Una cobija, una maleta y la ropa que viste son sus únicas pertenencias. No tiene documentos, Jesús Manuel carece de identidad.

“A veces me ven alegre, pero por dentro ando sufriendo, sin mis padres, sin mujer, sin hogar. Voy al baño a donde puedo, voy al monte batallando. Muchas veces en los hospitales no me dejan entrar, y así ando buscando por otros lados, peligrando en la noche, así me la juego”.

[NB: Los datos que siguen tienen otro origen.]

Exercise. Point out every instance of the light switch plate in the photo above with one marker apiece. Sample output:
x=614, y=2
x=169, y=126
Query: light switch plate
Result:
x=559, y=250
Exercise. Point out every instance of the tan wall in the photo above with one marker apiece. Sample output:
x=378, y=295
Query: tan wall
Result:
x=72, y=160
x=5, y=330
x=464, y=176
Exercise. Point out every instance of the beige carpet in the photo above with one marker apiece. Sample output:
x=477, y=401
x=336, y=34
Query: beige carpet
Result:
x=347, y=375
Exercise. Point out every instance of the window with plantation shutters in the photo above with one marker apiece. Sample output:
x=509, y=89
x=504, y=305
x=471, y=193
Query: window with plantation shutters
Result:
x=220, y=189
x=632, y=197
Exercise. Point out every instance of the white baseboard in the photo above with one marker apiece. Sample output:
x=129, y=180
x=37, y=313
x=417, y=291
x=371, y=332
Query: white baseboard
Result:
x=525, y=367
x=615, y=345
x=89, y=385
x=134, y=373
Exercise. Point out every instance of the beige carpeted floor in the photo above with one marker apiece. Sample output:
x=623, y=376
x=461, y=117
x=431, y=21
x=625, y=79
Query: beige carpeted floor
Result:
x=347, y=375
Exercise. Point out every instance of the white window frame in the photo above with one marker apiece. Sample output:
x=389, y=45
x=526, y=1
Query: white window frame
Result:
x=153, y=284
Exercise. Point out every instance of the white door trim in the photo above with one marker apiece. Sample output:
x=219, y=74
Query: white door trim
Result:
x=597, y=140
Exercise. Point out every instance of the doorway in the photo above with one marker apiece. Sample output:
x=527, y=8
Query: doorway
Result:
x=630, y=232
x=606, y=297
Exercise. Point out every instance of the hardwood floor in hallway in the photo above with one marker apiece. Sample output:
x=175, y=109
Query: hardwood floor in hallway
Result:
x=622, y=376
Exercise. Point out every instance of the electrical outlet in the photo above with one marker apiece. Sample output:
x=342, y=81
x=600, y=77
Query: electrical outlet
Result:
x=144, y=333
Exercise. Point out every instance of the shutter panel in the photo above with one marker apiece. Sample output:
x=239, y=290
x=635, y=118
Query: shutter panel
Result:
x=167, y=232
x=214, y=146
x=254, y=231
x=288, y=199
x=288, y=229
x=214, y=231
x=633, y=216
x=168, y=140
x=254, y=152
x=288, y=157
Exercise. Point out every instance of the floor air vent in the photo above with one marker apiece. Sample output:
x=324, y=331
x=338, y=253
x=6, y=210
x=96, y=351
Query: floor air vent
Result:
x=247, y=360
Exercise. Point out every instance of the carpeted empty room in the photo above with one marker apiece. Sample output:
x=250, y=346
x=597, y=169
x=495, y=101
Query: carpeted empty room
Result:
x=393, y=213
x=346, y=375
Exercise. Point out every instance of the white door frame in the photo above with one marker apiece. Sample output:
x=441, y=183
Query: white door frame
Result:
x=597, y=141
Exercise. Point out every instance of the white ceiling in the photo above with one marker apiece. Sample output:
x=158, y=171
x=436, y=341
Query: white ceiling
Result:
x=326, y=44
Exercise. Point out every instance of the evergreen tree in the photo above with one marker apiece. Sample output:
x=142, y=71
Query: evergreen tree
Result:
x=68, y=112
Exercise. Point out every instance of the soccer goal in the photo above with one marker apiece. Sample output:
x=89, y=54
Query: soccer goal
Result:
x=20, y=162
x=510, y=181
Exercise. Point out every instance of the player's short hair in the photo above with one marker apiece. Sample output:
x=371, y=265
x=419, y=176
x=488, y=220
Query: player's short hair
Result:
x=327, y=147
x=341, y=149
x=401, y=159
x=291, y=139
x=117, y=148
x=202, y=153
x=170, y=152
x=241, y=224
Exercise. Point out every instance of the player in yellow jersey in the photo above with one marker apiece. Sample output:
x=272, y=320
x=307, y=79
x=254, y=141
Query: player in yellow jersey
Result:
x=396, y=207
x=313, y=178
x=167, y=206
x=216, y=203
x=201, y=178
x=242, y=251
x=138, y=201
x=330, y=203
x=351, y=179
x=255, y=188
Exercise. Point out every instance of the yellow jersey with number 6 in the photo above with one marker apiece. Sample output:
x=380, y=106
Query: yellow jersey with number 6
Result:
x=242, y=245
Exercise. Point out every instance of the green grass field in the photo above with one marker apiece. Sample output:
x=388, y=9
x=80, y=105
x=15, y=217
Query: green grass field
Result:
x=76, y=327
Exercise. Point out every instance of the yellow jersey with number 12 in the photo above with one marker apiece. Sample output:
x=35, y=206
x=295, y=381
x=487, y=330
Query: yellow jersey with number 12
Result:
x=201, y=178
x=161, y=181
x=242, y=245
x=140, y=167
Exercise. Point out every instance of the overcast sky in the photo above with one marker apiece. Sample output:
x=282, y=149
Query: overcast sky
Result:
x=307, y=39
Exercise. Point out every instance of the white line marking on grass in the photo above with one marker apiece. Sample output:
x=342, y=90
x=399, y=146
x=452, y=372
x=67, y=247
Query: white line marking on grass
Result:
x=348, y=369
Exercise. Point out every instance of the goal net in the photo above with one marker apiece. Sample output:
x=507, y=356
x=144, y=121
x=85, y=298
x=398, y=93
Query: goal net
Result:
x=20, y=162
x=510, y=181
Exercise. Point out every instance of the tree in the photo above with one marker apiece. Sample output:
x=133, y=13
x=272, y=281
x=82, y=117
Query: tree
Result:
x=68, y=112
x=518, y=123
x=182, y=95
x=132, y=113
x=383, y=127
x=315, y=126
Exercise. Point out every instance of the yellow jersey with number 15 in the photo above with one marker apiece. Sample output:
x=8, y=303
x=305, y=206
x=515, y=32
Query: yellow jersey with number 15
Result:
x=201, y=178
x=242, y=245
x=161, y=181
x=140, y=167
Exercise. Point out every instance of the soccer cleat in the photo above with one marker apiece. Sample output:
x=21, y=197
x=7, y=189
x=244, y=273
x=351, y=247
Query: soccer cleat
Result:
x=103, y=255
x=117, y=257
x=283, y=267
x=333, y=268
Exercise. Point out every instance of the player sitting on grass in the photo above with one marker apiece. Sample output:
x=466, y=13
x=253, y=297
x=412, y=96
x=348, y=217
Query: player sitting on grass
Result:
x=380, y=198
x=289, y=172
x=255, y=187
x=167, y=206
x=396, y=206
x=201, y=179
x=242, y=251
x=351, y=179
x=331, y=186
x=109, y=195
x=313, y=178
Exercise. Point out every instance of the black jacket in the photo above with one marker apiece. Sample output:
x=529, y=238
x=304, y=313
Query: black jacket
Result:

Solidaridad. Las personas que se encuentra a su paso le brindan alimento y le regalan ropa. Sobrevive por la generosidad de la gente. Foto: Jorge Cota/ EL DEBATE

Vivió junto a su padre en San José de Ahome durante 50 años y trabajaron juntos surcando los campos de cultivos. Su corazón está lleno de recuerdos. “Murió mi mamá primero, estaban separados; ella murió en el ejido 5 de Mayo”. 

Sin atención médica

Desde hace varios años no recibe atención médica y su salud se deteriora. Su andar es lento, se le dificulta caminar. La inflamación de sus piernas le produce dolor.

Me sale líquido de las piernas, me he picado con espinas y alfileres para que me salga todo, porque no tengo medicamento”.

Padecimiento. Desde hace varios años no recibe atención médica y su salud se deteriora. La inflamación de las piernas le produce dolor. Jorge Cota/ EL DEBATE

Las personas que se encuentra a su paso le brindan alimento, le regalan ropa, elevan oraciones por él. 

Jesús Manuel sobrevive gracias a la generosidad de la gente.

Como lo que caiga, lo que me regalan o lo que puedo comprar, a veces hago una comida nada más en todo el día”.

Cada noche duerme al ras del suelo, arropado con su cobija para mitigar el frío.

“A los que andan peor que yo, los ayudo con una monedita cuando los veo, a los loquitos. A veces las personas se portan estrictas conmigo, no me dejan entrar pero ni modo es la ley; algunas las veo un poco molestas”.